The limiting probability distribution is \[\lim_{n\rightarrow \infty} P^n= \begin{bmatrix} 0.04761905 & 0.1904762 & 0.7619048\\ 0.04761905 & 0.1904762 & 0.7619048\\ 0.04761905 & 0.1904762 & 0.7619048\\ \end{bmatrix}.\]

Applications of Markov chains to NCD systems

Example 4.32 A no-claims discount system for motor insurance has three levels of discount:

Level 1 2 3
Discount 0% 30% 50%

The rules for moving between these levels are given as follows:

  • Following a claim-free year, move to the next higher level, or remain at level 3.

  • Following a year with one claim, move to the next lower level, or remain at level 1.

  • Following a year with two or more claims, move to level 1, or remain at level 1.

A portfolio consists of 10000 policyholders, of which

  • 5000 policyholders are classified as good drivers.

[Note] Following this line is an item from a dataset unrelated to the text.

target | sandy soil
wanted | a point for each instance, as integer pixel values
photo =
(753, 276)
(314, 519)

The number of claims per year in this group is \(\text{Poisson}(0.1)\).

  • 5000 policyholders are classified as bad drivers. The number of claims per year in this group is \(\text{Poisson}(0.2)\).

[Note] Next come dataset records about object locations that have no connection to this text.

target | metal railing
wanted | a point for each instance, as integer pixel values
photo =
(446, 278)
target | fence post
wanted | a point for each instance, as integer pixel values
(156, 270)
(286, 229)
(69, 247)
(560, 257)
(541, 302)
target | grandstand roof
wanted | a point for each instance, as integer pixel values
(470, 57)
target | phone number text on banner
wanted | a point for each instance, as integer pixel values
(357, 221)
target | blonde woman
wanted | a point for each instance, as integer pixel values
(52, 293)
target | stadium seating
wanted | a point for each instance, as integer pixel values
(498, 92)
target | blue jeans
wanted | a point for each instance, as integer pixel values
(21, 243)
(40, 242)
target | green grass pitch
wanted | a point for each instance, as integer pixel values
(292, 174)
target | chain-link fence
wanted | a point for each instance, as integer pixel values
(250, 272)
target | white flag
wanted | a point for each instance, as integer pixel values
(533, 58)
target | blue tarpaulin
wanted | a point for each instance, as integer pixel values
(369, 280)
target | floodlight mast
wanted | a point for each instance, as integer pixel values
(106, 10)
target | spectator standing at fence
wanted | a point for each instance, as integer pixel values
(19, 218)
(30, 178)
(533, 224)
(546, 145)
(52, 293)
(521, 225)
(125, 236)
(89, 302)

  1. Calculate \(\Pr[N = 0]\), \(\Pr[N = 1]\), and \(\Pr[N \ge 2]\) for each group.

  2. Write down the transition probability matrix of this no-claims discount system for each group.

  3. Calculate the expected number of policyholders at each level for each group once stability has been achieved.

  4. Calculate the expected premium income per driver from each group once stability has been achieved.

  5. Calculate the ratio of the expected premium income per driver from the group of good drivers to that from the group of bad drivers once stability has been achieved.

  6. Comments on the results obtained. Does this NCD system encourage good driving?